My daughter will begin Remicade IV therapy on Sept. 11 - I am curious - has anyone heard of it personally? I've visited the website - I just want to talk to someone who has personal experience or information.
My mom took remicade. She has several autoimmune problems. I cannot say my mom had long term good results, but short term she felt better. She is now on arrava (sp?) and is doing much better.
I was on Enbrel injections. They worked a bit, but not much. I just switched to humira last week. They are similar to remicade. With the kind of arthritis I have remicade is not supposed to work as well as the humira. But it is one of our next options (will have to try the humira for at least 4 months first).
I am so sorry your daughter is sick enough she needs this, but hopefully it will make a huge difference for her. Several of the women at the lupus/RA support group here absolutely love remicade. (Part of the love for 3 of them is the IV bit - they have small kiddoes and it is their "break" - they all go together and have a lovely time chatting!)
Remicade is often given for severe rheumatoid arthritis that is not responding to other treatments.
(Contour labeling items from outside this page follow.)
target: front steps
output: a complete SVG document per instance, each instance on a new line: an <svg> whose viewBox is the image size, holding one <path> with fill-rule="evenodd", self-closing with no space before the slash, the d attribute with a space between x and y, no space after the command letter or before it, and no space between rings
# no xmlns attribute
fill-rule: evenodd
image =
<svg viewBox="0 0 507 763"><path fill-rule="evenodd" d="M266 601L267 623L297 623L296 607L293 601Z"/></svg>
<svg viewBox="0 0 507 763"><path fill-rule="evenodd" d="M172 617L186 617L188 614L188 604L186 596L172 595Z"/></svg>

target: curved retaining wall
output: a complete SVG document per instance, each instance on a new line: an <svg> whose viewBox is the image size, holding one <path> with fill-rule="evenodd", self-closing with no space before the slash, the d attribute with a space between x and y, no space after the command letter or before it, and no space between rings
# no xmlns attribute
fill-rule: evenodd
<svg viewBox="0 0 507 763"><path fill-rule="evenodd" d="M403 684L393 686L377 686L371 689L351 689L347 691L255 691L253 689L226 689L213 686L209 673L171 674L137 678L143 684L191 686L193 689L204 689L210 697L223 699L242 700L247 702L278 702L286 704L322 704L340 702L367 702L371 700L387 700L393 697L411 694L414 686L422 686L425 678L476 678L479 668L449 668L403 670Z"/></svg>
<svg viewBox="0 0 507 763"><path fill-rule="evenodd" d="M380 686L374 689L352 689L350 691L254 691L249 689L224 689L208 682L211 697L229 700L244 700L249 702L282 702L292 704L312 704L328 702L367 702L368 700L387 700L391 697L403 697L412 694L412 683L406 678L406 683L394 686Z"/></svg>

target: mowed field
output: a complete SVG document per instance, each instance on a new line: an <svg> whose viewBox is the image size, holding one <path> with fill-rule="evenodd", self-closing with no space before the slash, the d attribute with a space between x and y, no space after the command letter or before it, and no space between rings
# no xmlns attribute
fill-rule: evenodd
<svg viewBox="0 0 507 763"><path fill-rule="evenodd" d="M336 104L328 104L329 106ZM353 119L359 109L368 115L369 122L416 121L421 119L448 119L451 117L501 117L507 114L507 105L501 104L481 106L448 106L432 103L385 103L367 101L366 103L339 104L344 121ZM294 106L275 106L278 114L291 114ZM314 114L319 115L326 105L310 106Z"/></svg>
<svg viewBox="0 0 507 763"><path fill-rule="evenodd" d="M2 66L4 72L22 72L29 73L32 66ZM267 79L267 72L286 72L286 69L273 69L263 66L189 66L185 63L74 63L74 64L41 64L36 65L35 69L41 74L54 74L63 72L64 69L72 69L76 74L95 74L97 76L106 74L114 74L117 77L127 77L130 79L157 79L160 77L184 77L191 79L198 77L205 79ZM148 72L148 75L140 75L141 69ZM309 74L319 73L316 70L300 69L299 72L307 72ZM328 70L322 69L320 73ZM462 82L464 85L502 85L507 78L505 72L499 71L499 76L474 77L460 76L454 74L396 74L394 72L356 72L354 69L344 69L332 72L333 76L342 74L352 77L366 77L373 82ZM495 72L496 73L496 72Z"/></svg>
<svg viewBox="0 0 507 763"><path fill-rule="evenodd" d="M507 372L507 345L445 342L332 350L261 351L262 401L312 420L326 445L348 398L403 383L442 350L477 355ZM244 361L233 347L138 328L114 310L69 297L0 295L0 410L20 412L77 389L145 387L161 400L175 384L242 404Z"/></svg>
I was a candidate for it but the Methotrexate I was taking finally began to work. There are some side effects that I don't remember right now so watch for them, but it should help. I was 18 when I developed RA.
We did our therapy today and it was sooooooo looonnnngggg! But she did great! She started having a bit of a reaction - getting itchy and had a coupld of little red bumps on her stomach and back. They stopped it for an hour and then restarted it at a much lower flow. She said she is very, very tired and slept all day long, but she feels just fine.
We are hoping this will help her. She has 2 more sessions and then will schedule her some every 8 weeks.